Me di cuenta de que gran parte del problema estaba en mi forma de comunicarme, o mejor dicho, en la falta de comunicación real. Estaba tan concentrado en mantener conversaciones superficiales y en evitar incomodidades que nunca abordé los temas que realmente importaban. Por miedo a confrontar la verdad, dejaba que el silencio creciera entre nosotros. Mis hermanos también parecían evitar cualquier conversación difícil, y así, todos bailábamos alrededor del problema, sin enfrentar lo que estaba pasando de verdad.

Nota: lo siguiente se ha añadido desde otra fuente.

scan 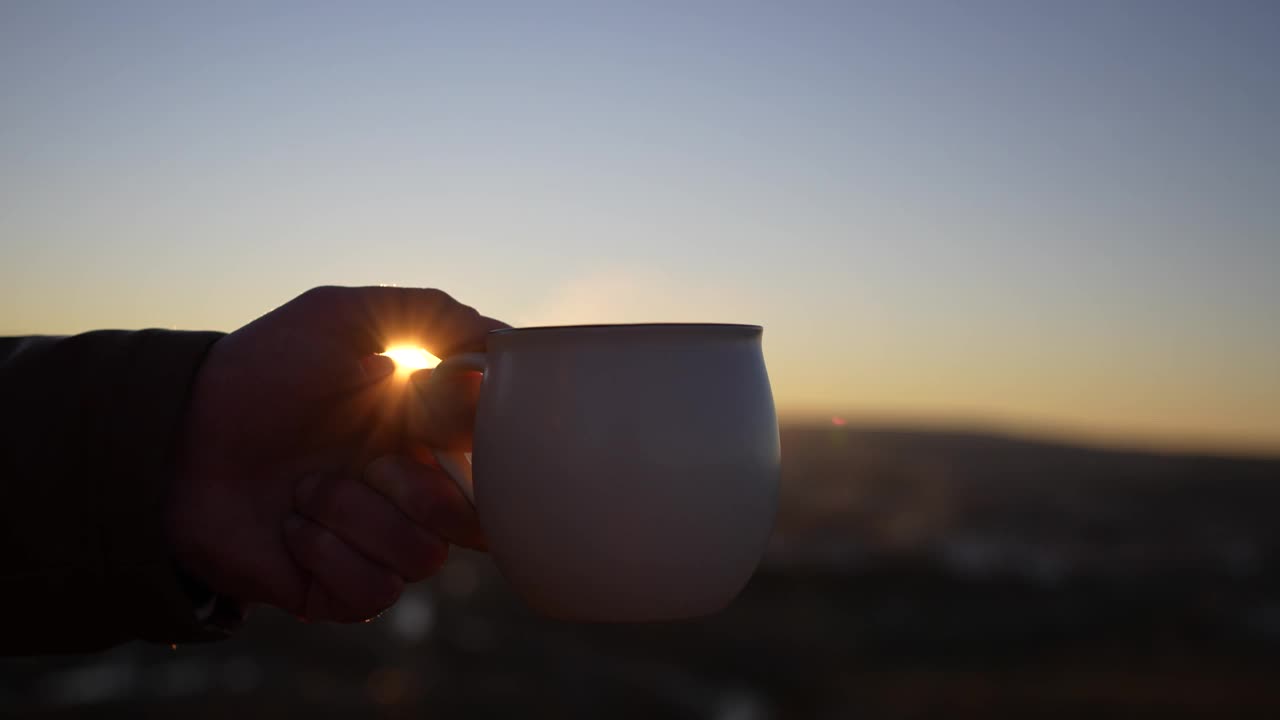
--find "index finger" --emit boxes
[304,286,509,357]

En ese momento, entendí que estaba cometiendo el error de esperar demasiado de los demás, de querer que ellos llenaran mis vacíos emocionales. Pero la verdad es que ellos no podían hacerlo, y no era su responsabilidad. Tenía que dejar de buscar en ellos la validación que solo yo podía darme. Debía asumir que, si quería cambiar mi vida, el cambio debía empezar dentro de mí.

Entonces, tomé una decisión: necesito recargarme, tomar un respiro y reenfocar mis prioridades. He estado corriendo en círculos, intentando controlar situaciones que no están bajo mi control, y eso me ha agotado. Es hora de dejar ir lo que no puedo manejar y centrarme en lo que sí puedo: mi bienestar, mi crecimiento personal y mi futuro. No puedo cambiar lo que los demás hacen o sienten, pero puedo cambiar cómo me enfrento a estos desafíos. Es momento de cuidar de mí mismo, de reconstruirme desde dentro.